The director of Taylor Swift’s new music video set in Africa struck back on Wednesday at mounting criticism of the scarcity of black people in the mini-film and its romanticised portrayal of the continent.
Wildest Dreams, a love story filmed against a backdrop of giraffes, lions, waterfalls and stunning sunsets, has been viewed more than 15 million times since it was released on Monday to accompany the pop superstar’s latest single.
Although Swift is donating all proceeds to the African Parks Foundation of America, critics have seized on her video, saying it portrays a stereotypical colonial-era view of Africa. “So thank you, Taylor Swift, for proving once again that African stereotypes are safe atop the pinnacle of American pop culture,” wrote Matt Carotenuto, who teaches African studies at New York state’s St. Lawrence University, in an article on Wednesday on Salon.com.
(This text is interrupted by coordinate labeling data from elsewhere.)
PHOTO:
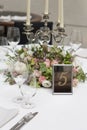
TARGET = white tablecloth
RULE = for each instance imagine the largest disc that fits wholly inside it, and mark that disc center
(56, 112)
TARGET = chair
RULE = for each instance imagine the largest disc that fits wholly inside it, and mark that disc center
(35, 25)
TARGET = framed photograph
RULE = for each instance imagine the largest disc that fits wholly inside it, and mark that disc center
(62, 79)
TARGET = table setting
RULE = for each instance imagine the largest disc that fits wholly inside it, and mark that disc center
(30, 73)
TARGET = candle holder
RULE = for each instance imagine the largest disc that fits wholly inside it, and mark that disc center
(59, 34)
(44, 33)
(29, 34)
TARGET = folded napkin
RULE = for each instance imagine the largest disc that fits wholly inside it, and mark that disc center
(19, 18)
(82, 52)
(6, 115)
(5, 18)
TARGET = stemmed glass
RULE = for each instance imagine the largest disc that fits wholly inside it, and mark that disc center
(43, 35)
(19, 73)
(76, 39)
(29, 91)
(13, 37)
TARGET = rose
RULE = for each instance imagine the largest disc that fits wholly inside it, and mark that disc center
(75, 69)
(47, 63)
(41, 79)
(20, 67)
(75, 82)
(46, 84)
(54, 62)
(37, 73)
Director Joseph Kahn said the video depicted a love story on the set of a period film in Africa in 1950.
He said there were black Africans in background shots but that it would have been “historically inaccurate to load the crew with more black actors as the video would have been accused of rewriting history”.
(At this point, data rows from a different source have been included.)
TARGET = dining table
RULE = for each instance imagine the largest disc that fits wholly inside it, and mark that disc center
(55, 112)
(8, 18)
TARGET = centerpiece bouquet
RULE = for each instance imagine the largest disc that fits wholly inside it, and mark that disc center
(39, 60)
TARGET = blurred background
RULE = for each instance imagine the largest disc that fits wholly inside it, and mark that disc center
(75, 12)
He also noted that the video’s producer, Jil Hardin, and editor, Chancler Haynes, are both African-American. “There is no political agenda in the video. Our only goal was to tell a tragic love story in classic Hollywood iconography,” Kahn said in a statement.
Swift, who has some 62 million Twitter followers and whose album 1989 has sold more than 8 million copies worldwide, has not responded to the criticism.
In an article for National Public Radio’s website, James Kaaga Arinaitwe and Viviane Rutabingwa, who have both lived and worked in several African countries, said Swift was not the first person to use the continent as a backdrop for romantic tales. “We are shocked to think that in 2015, Taylor Swift, her record label and her video production group would think it was OK to film a video that presents a glamorous version of the white colonial fantasy of Africa,” they said.